Dazzle takes its name from a type of naval camouflage (and otherwise) used in the world wars. Huge, jarring stripes were painted on ships, less with the intent to conceal them in the water and more with the idea of disorienting enemy weapons and maneuvering. CV dazzle applies the same concept to algorithms.
Harvey’s work is amazing. I adore this male ’do and make-up; I may have dreamt of the day something like it will appear in some thumping, ominously globalized music video. But, like, look at it! Do you know how much time getting downward-facing spikes like that takes in the morning? And that pixelated make-up? Every morning? Oy vey! Maybe it’s better to acclimate yourself to the omnipresent eye of Total Surveillance than the daily toil of a blowdryer and göt2B Glued.

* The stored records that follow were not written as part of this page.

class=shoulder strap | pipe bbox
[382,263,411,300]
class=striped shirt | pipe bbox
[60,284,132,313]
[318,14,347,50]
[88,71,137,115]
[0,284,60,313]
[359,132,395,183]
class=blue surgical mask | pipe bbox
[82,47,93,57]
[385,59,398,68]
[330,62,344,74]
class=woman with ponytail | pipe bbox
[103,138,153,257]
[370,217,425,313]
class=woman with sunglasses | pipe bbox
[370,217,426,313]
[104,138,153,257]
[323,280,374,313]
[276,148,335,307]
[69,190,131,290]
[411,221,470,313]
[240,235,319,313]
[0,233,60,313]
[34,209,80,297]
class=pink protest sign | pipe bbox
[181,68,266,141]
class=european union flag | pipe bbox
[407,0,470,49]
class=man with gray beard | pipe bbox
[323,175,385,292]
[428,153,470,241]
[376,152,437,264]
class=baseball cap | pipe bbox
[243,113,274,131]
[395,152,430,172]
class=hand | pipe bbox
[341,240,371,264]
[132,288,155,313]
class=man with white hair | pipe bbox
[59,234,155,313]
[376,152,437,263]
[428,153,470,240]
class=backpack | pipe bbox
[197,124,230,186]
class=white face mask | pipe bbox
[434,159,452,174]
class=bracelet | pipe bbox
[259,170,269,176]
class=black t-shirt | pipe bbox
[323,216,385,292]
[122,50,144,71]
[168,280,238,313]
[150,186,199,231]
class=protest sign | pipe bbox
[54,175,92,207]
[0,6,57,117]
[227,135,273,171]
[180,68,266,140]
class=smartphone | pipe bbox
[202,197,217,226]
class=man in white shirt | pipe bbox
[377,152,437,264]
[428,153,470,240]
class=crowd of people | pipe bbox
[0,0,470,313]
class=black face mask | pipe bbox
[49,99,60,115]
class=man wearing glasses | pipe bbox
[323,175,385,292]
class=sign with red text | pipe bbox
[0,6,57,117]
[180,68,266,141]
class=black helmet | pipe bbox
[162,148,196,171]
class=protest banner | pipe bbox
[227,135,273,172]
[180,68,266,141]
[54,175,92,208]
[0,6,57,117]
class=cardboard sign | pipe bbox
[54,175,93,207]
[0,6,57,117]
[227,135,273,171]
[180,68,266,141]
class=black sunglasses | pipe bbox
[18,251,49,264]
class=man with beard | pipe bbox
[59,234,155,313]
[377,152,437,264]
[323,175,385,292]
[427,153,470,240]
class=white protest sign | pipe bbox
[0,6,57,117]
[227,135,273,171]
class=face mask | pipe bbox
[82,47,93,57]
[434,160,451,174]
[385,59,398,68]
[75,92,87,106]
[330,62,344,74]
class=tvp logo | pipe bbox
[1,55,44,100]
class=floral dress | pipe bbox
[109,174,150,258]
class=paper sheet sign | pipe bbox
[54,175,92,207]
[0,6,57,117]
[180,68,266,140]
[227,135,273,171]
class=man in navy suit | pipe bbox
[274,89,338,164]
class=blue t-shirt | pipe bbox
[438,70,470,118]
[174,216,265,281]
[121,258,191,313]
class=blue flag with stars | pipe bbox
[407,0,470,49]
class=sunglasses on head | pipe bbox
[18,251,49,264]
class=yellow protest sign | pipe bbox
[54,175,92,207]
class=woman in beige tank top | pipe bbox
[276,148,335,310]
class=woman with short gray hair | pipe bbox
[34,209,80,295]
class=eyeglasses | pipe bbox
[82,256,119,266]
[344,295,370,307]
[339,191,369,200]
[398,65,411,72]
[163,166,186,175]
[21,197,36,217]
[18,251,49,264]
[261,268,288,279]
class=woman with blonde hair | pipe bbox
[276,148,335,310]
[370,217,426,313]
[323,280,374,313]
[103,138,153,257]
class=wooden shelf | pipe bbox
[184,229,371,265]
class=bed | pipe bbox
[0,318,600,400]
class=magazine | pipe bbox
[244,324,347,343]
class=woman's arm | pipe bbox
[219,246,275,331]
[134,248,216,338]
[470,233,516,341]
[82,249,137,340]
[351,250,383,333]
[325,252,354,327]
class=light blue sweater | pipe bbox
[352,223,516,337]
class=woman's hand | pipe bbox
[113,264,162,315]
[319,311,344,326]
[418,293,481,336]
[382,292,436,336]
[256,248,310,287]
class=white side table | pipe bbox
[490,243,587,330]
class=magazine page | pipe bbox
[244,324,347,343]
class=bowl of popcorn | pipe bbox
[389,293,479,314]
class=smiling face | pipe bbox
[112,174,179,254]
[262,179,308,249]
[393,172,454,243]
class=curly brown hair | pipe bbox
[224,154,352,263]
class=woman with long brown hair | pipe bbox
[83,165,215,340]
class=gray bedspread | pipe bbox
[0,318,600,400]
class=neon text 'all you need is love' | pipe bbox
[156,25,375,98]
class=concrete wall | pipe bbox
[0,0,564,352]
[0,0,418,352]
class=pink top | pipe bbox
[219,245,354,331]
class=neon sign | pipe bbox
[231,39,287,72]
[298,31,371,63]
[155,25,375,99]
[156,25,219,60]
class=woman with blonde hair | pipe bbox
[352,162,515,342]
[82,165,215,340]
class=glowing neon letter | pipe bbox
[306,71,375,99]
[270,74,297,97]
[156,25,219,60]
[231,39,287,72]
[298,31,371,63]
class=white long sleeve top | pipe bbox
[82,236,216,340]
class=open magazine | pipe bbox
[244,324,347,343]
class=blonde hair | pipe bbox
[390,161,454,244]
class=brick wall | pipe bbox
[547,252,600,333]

Enter Simone C. Niquille, a designer and artist based in Amsterdam. Her REALFACE Glamoflauge t-shirts apply dazzle camouflage techniques to the everyday t-shirt. The shirts are part of her larger art project, exploring how digital technology augments and affects faces — one of her projects is “Chin+,” a physical chin-extruder meant to create more imposing video chat face.
Niquille spoke to Wired about the virtues of her dazzle t-shirt. Unlike the more involved dazzle fashion, she said, she wanted “an article of clothing that in most cases does not need much consideration in the morning in front of the closet.”
“I was interested in creating a tool for privacy protection that wouldn’t require much time to think in the morning,” Niquille said.
The t-shirts are custom-printed, but they’re printed, not manufactured. They can be ordered online, from a website that’s got something of its own dazzle print, right now. And they’re not just decorated with any old human face: The visages of celebrity impersonators cover the shirt. It’s a nice touch. The faces on your shirt aren’t just meant to convince a computer of something — they’re meant to convince a human of something, too.